The orders, excluding those for ships and from utilities because of their volatility, dropped for the first time in three months to ¥856.6 billion ($7.8 billion), the Cabinet Office said.
The decline in machinery orders, seen as a bellwether of capital expenditures, followed a rise of 2.1 percent in February and a drop of 8.2 percent in January.
Machinery orders from manufacturers fell 17.5 percent to ¥365.0 billion, the sharpest decline in more than two years, as demand for metalworking equipment, trains and ship engines dipped notably.
Orders from the nonmanufacturing sector, minus ships and utilities, rose 2.2 percent to ¥475.9 billion amid solid demand from the construction industry ahead of the 2020 Tokyo Olympics.

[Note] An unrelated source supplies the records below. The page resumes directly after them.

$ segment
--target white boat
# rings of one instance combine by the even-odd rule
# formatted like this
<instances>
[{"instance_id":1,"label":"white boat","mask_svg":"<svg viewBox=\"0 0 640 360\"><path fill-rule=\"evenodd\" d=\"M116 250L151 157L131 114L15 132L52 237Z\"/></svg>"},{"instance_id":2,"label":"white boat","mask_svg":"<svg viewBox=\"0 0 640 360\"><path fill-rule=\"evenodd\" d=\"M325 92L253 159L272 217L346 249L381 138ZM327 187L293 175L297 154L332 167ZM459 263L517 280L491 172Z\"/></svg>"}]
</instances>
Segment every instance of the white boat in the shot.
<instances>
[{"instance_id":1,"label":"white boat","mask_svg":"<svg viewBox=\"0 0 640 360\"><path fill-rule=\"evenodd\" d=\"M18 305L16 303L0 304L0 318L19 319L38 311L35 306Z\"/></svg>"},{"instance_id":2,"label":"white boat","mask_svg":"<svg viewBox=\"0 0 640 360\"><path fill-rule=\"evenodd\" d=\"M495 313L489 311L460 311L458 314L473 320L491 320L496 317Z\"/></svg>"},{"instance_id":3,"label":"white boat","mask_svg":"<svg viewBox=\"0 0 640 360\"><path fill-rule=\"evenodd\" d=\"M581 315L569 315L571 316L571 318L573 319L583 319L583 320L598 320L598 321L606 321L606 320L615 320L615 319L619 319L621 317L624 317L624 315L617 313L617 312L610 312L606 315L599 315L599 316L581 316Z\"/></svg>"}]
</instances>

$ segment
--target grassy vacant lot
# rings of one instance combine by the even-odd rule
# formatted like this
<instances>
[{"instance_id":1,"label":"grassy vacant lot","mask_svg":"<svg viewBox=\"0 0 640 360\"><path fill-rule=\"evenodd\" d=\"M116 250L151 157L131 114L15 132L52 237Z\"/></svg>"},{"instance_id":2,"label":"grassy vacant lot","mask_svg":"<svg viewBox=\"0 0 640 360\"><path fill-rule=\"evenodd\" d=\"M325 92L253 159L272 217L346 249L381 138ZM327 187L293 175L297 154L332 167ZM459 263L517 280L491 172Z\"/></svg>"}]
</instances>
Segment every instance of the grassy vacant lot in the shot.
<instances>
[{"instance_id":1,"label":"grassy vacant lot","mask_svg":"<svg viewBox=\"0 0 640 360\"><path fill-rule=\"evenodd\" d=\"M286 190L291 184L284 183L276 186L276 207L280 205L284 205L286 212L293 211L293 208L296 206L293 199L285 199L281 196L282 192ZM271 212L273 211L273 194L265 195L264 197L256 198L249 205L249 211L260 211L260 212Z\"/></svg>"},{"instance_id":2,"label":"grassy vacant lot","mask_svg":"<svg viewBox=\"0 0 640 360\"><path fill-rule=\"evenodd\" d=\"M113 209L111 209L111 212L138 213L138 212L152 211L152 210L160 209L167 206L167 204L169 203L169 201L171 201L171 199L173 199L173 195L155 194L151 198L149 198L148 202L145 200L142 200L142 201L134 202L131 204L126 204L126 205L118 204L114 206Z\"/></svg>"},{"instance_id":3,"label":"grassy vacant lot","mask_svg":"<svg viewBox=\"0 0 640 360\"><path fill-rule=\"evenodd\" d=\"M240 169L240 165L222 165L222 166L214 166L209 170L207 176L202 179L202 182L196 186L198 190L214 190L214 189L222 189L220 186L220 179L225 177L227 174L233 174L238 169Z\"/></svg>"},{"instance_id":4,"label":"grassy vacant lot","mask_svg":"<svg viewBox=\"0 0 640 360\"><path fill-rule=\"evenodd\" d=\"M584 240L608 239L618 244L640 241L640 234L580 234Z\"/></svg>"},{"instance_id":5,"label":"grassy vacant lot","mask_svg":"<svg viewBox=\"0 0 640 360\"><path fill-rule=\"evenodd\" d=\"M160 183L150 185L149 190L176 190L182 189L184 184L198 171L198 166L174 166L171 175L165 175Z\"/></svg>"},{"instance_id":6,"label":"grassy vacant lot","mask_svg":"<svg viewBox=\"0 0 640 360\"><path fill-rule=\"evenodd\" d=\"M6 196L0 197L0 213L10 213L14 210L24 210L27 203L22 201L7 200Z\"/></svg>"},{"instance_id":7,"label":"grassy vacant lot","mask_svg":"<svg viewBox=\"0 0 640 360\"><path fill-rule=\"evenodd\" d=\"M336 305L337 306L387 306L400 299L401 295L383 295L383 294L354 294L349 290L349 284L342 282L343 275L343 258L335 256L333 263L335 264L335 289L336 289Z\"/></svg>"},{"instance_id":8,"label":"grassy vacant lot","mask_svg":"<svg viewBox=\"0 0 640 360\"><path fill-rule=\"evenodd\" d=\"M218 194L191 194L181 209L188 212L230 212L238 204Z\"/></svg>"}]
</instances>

The Cabinet Office maintained its assessment that overall, machinery orders “show signs of picking up.”
Spending by companies has been a major driver behind Japan’s recent bout of economic growth, with firms expanding capacity to meet robust overseas demand and stepping up automation to cope with a labor crunch.
But the economy appears to be going through a temporary correction, shrinking by an annualized real 0.6 percent in the January-March quarter, according to government data released a day earlier.
Total machinery orders, including those from the domestic public sector and abroad, fell 7.9 percent to ¥2.23 trillion in the reporting month.
For the fiscal year through March, core orders edged down 0.8 percent to ¥1.01 trillion for the first loss in five years as sluggishness among nonmanufacturers more than offset a growth in orders from manufacturers.
On a quarterly basis, the core orders rose 3.3 percent in the January-March quarter, with the Cabinet Office projecting a 7.1 percent rise in April-June.